Furthermore, the measures give incentives to companies and financial institutions to be more transparent about carbon emissions and reduce them.

ECB president Christine Lagarde said, “With these decisions we are turning our commitment to fighting climate change into real action.

“Within our mandate, we are taking further concrete steps to incorporate climate change into our monetary policy operations. And, as part of our evolving climate agenda, there will be more steps to align our activities with the goals of the Paris Agreement.”

Corporate bond holdings

The Eurosystem aims to decarbonise its corporate bond holdings in line with the Paris Agreement. As a result, it is moving towards issuers with better climate performance through the reinvestment of the sizable redemptions expected over the coming years.

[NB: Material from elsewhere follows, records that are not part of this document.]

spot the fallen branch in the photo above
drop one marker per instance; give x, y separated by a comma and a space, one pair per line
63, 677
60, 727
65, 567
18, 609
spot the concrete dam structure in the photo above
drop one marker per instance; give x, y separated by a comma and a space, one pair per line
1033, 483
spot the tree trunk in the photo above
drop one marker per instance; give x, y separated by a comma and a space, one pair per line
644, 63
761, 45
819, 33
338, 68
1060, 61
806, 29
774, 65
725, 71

This climate performance will be assessed on factors including, lower greenhouse gas emissions, more ambitious carbon reduction targets and better climate-related disclosures.

These measures will apply from October 2022.

Collateral framework

The Eurosystem will limit the share of assets issued by entities with a high carbon footprint that can be pledged as collateral by individual counterparties when borrowing from the Eurosystem.

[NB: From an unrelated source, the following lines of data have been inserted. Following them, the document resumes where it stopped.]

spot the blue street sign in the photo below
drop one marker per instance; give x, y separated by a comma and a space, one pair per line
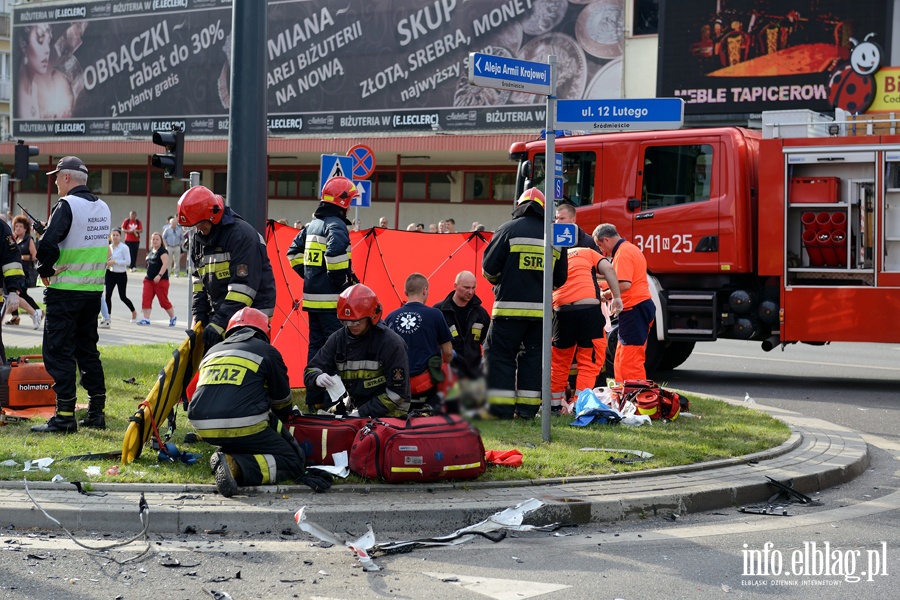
557, 180
511, 74
620, 115
334, 166
564, 234
364, 199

This new regime aims to reduce climate-related financial risks in Eurosystem credit operations. At first, it will apply limits only to marketable debt instruments issued by companies outside the financial sector.

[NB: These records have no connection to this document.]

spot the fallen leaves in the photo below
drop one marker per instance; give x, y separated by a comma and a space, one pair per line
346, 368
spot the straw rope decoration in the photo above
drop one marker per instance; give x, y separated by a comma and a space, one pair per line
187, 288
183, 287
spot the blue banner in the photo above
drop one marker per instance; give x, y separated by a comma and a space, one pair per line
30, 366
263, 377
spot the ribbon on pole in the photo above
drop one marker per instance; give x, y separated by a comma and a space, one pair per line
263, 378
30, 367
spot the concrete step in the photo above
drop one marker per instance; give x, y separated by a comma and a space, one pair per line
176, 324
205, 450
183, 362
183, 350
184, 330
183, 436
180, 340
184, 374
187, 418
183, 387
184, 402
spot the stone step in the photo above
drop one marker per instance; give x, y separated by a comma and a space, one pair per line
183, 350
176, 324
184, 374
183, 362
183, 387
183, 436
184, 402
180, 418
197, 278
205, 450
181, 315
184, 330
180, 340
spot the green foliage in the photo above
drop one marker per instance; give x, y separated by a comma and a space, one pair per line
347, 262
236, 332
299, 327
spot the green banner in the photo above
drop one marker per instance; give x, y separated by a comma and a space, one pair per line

As the quality of climate-related data improves, additional asset classes might be included in the regime.

The measure will apply before the end of 2024, if technical preconditions are in place. To encourage banks and counterparties to prepare early, it will run tests of the limits regime.

Climate-related disclosure requirements for collateral

The Eurosystem will only accept marketable assets and credit claims from companies and debtors that comply with the Corporate Sustainability Reporting Directive (CSRD) as collateral in Eurosystem credit operations. As the CSRD implementation was delayed, the eligibility criteria will apply from 2026.

This requirement will apply to all companies within the scope of the CSRD and will help improve disclosures and generate better data for financial institutions, investors and civil society.

To encourage stakeholders to align with the changes early, the ECB will run test exercises each year.

However, it stated that a significant proportion of the assets that can be pledged as collateral in Eurosystem credit operations, such as asset-backed securities and covered bonds, do not fall under the CSRD. To ensure a proper assessment of climate-related financial risks for those assets, the Eurosystem supports better and harmonised disclosures of climate-related data for them and acts as a catalyst.

Risk assessment and management

Finally, the Eurosystem will further enhance its risk assessment tools and capabilities to better include climate-related risks. As an example, the ECB analysis has shown that current disclosure standards are not yet satisfactory, despite the progress already achieved by the rating agencies.

To improve external assessment of climate-related risks, the Eurosystem will urge rating agencies to be more transparent about how they incorporate climate risks into their ratings and be more ambitious in the disclosure requirements on climate risks.

There will also be a set of common minimum standards for how national central banks’ in-house credit assessment systems should include climate-related risks in their ratings. These standards will enter into force by the end of 2024.